As for Lebanon, it was a non-nation created when the French gave independence to Syria, solely so that the Christian minority in southwestern Syria could have a nation of its own.
Well, Syria has taken it back now. Did you know that only thirty years ago, Lebanon was called the "Switzerland of the Middle East" because it was so peaceful and harmonious? Aren't optimists funny.
Sudan's borders put animists and Christians under the control of Muslims who have no right, historically or otherwise, to rule over them.
Does this get better as you move east? South Asia has the tragic boundary between Pakistan and India ... but here we have to give Britain its due. Before Britain imposed a common government on India, no one had ever succeeded in uniting the whole country. To have it divided in only three parts today is actually enormous progress. (Though the "nation" of India could easily fall into pieces with warfare as bloody as anything in the "mini-India" of Sri Lanka.)
China?
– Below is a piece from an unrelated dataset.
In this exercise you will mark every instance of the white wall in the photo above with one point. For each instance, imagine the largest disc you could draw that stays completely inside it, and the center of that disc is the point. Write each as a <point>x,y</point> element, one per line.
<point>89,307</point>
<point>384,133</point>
The Chinese civilization may be ancient, but the current boundaries are thick with recent tragedy. Tibet and Xinjiang have no reason to be subject to Chinese power, and Taiwan is "Chinese" territory only because the Chinese say so, not because the Taiwanese people ever had a chance to choose who would rule over them from outside.
Indonesia? What East Timor suffered is hardly a unique story, and there'll be more blood before this Dutch-created "nation" either achieves unity or breaks into pieces.
Latin America? We only think those national boundaries are stable because we never bother to learn their history. Still, they have the best track record in the world, in recent decades. Though they are still capable of little ventures like the Falklands War and the Shining Path terrorist campaign.
What is my point?
My point is, no matter how good it feels to call ourselves "the world's only superpower," it shows shameful arrogance and laughable ignorance of history to imagine that we can draw maps any better than our predecessors in Europe.
If our goal is to bring "peace" to the Middle East, or any other spot on Earth, or to impose a Pax Americana on the whole world, we will certainly fail, in the long term as well as the short.
The only achievable goal is to make the consequences of attacking the United States and its allies so painful that people stop doing it.
And even that goal we might not be ruthless enough to achieve.
Because borders are not just drawn in blood. They are also defended that way.
Either you shed your attackers' blood, or you let them shed yours. There is no third, "negotiated" way, because negotiations only work when one side (at least) has lost the will or power to resist -- or thinks negotiations will give them a chance to renew the war later under better conditions.